So, how does Parente's model explain the big drop-off in coverage between 2016 and 2017? He cites two major factors: the scheduled expiration of ACA programs meant to blunt major rate hikes and the phasing in of new health plan requirements as old health plans come to an end.

On the first point, the temporary reinsurance and risk corridor programs are scheduled to end in 2016. These programs are designed to stabilize premiums as insurers adjust to the health-care law's new coverage requirements, with the idea that the reformed market will settle within three years.

To the second point, Parente estimates between 4 million and 6 million people will see their existing individual coverage end in the next few years when either their plans lose grandfathered status or the White House's extension of non-compliant health plans runs out near the end of 2016. These holdovers from the individual market predating the ACA are expected to be younger, healthier and more sensitive to price.
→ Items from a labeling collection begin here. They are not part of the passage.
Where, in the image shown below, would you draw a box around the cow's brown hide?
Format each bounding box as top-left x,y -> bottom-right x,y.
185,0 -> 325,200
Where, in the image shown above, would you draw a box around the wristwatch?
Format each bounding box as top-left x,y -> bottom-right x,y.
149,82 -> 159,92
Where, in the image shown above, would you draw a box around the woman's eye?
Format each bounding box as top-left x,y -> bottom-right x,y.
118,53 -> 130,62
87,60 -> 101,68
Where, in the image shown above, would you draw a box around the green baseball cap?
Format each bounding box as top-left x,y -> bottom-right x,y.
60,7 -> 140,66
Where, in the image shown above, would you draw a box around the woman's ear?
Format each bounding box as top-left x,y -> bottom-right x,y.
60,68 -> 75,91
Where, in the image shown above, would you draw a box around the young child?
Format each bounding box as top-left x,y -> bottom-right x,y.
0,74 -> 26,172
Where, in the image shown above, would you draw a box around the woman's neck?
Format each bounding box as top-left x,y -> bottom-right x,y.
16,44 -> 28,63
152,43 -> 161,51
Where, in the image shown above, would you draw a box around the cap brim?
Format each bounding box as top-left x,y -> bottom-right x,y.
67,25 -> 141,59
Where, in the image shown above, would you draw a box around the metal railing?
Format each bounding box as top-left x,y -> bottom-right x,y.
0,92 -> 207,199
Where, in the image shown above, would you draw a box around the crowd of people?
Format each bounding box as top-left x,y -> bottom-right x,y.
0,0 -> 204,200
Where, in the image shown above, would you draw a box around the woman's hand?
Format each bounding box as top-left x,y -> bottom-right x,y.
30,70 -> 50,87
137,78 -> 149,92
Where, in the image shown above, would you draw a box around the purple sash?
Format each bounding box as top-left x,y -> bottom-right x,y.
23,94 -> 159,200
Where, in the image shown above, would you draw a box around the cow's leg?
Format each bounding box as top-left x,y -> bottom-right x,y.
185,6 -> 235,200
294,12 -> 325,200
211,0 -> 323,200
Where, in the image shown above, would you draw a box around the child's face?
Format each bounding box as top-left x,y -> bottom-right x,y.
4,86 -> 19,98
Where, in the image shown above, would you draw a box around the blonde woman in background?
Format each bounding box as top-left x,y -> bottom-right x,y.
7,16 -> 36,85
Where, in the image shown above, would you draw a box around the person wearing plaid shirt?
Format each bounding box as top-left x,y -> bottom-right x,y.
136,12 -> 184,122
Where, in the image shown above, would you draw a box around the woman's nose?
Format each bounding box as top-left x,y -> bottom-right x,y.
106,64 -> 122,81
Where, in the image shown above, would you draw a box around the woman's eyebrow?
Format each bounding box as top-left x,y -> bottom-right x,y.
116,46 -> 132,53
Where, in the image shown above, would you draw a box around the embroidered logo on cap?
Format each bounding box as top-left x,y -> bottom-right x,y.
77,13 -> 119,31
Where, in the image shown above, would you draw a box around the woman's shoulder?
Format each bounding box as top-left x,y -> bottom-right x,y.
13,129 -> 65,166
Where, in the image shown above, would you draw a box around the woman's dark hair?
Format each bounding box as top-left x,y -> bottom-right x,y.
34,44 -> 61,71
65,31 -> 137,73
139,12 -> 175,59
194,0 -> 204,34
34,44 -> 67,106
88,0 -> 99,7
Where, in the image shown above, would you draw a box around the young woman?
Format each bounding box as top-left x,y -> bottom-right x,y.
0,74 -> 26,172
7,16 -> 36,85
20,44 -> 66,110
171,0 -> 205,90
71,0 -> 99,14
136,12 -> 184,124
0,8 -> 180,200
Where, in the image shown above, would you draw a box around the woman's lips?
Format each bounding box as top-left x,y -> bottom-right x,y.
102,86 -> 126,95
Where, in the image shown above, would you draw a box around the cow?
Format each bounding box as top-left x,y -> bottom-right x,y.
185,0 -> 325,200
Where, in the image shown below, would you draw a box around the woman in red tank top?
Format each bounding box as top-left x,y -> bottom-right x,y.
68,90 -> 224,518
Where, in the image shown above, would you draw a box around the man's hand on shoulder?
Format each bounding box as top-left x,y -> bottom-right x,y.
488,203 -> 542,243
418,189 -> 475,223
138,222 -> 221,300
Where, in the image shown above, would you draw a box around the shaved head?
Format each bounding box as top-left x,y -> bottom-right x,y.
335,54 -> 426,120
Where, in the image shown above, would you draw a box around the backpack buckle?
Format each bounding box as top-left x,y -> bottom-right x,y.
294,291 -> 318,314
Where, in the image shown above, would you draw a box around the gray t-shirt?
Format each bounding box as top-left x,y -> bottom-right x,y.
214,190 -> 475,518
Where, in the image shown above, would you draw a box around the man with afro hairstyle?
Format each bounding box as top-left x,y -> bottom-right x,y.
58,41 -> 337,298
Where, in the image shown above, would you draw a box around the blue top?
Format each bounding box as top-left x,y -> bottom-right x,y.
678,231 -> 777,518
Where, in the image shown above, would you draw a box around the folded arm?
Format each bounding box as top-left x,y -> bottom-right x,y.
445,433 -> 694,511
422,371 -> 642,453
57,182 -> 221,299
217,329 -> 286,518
Parente's model finds these factors will have the most significant affect on 2017 premiums for less-robust plans in Obamacare's "metal tiers." These include catastrophic and bronze-level health plans, which have the cheapest premiums but the highest out-of-pocket costs. The effects will differ by state, but the national picture shows a big price jump for bronze and catastrophic plans between 2016 and 2017 — premiums for the average individual bronze plan, before subsidies, are projected to climb between $2,132 and $4,174 between those two years.